おはようございます。松山教会の久保浩文です。
聖書には、いろいろな人間が登場します。そしてそこで描かれる人間関係も、また様々です。
特に新約聖書では、イエス・キリストとその弟子たちとの関係、また、弟子たち同士の関係などもありのままに描かれていて、興味をひかれます。
イエス・キリストの十二弟子の一人で、弟子たちの筆頭格であったシモン・ペトロは、かつてガリラヤ湖の漁師でした。ある日、イエス・キリストと劇的な出会いをし、「わたしについて来なさい。人間をとる漁師にしよう」と招かれて弟子になりました。
その後の彼は、持ち前の親分肌で弟子たちを取りまとめ、「イエス・キリストの一番弟子、筆頭格である」ことを自他ともに認める立場となりました。
イエスの地上での働きも終盤を迎えて、弟子たちと最後の食事をした時のことです。イエスは、ペトロの将来について次のように預言されました。「シモン、シモン、サタンはあなたがたを、小麦のようにふるいにかけることを神に願って聞き入れられた。しかし、わたしはあなたのために、信仰が無くならないように祈った」(ルカ22:31-32)。
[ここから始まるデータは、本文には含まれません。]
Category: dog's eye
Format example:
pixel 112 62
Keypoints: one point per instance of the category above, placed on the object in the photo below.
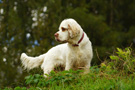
pixel 63 29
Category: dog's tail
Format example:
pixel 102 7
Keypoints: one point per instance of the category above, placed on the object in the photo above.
pixel 31 62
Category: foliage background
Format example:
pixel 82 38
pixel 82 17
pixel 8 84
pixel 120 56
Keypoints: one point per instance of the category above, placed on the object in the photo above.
pixel 29 26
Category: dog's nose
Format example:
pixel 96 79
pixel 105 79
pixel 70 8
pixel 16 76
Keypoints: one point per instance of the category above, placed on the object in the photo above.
pixel 56 34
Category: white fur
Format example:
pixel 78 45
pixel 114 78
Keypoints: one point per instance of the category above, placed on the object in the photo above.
pixel 67 55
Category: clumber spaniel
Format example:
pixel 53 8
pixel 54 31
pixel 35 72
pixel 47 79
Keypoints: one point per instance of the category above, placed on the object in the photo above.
pixel 75 53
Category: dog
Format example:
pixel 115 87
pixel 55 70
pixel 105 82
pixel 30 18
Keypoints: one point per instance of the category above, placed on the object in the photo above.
pixel 75 52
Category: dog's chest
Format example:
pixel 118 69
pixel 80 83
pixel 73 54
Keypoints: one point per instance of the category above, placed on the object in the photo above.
pixel 78 59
これに対してペトロは、思いがけないイエスの言葉に驚きを覚えつつも、その言葉を打ち消すかのように「主よ、御一緒になら、牢に入っても死んでもよいと覚悟しております」と答えました。
しかしイエスはさらに「あなたは今日、鶏が鳴くまでに三度わたしを知らないと言うだろう」と言われたのです。
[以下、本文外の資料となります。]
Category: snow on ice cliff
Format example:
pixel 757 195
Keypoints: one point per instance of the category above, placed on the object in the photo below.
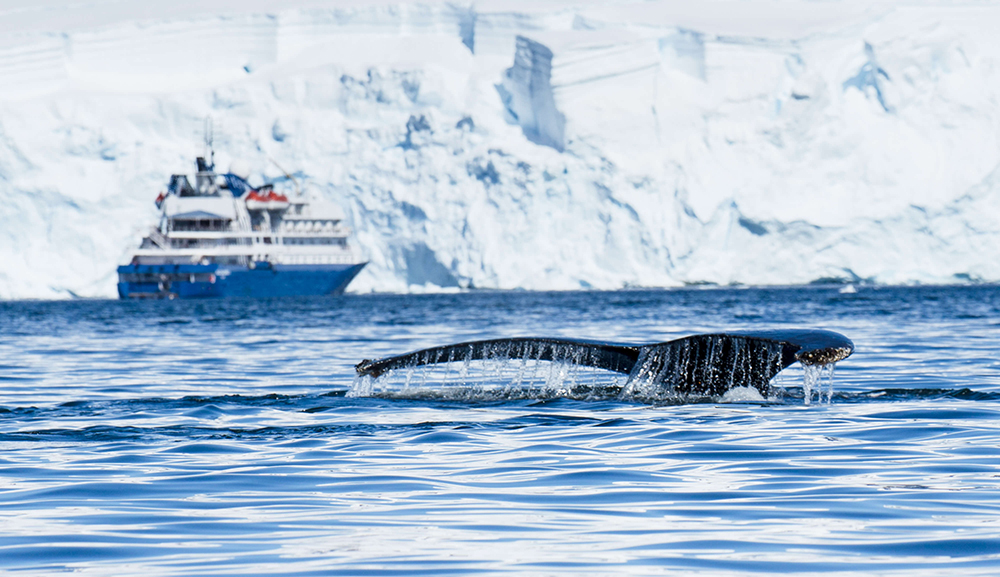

悲しいことに、そのわずか数時間後に、イエスの預言は的中することになりました。
イエスはユダヤ当局者に逮捕され、裁判のために大祭司の屋敷に連れて行かれました。弟子たちはちりぢりに逃げましたが、ペトロはこっそりと後について行き、大祭司の家の中庭でたき火を囲む人々にまぎれていました。
すると、ある女中が、たき火に照らし出された彼の顔をじっと見て「この人も(イエスと)一緒にいました」と言ったのです。ペトロはとっさに「わたしはあの人を知らない」と言ってしまいました。2度目には否定の言葉はもっと強くなり、3度目に「あなたの言うことは分からない」と言ったその時、鶏が鳴いたのです。
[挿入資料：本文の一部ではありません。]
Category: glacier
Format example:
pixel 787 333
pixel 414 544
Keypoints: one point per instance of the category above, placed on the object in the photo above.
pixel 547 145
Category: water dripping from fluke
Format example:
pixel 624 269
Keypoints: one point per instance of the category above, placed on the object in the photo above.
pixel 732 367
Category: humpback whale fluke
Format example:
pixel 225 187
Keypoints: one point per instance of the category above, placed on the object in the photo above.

イエスはペトロを振り向いて見つめられました。ペトロはイエスの言葉を思い出し、外に出て、激しく泣きました。
この時のイエスの眼差しは、ペトロに対する非難めいたものではありませんでした。イエスは、ペトロの弱さ、もろさをすべてご存じの上で彼のすべてを受け入れておられました。そして「あなたのために祈った」と言われた、祈りの込められた愛と赦しに満ちた眼差しを向けられたのです。
ペトロは、イエスの祈りの込められた眼差しによって自分自身の真の姿を知り、イエスを通して示された神の赦しと憐みがわかり、再び信仰を取り戻すことができました。
この後、ペトロは再び弟子のリーダー格として、宣教の道を歩みます。
しかしかつてのように、ただ自分自身の力に頼るのではなく、主イエスに愛と赦しをいただいた者として、真の信仰の強さを発揮していくのです。この主イエスの眼差しは、信じる者すべてに注がれています。
ラジオをお聞きのあなたにも、ぜひ、この恵みに与っていただきたいと願っています。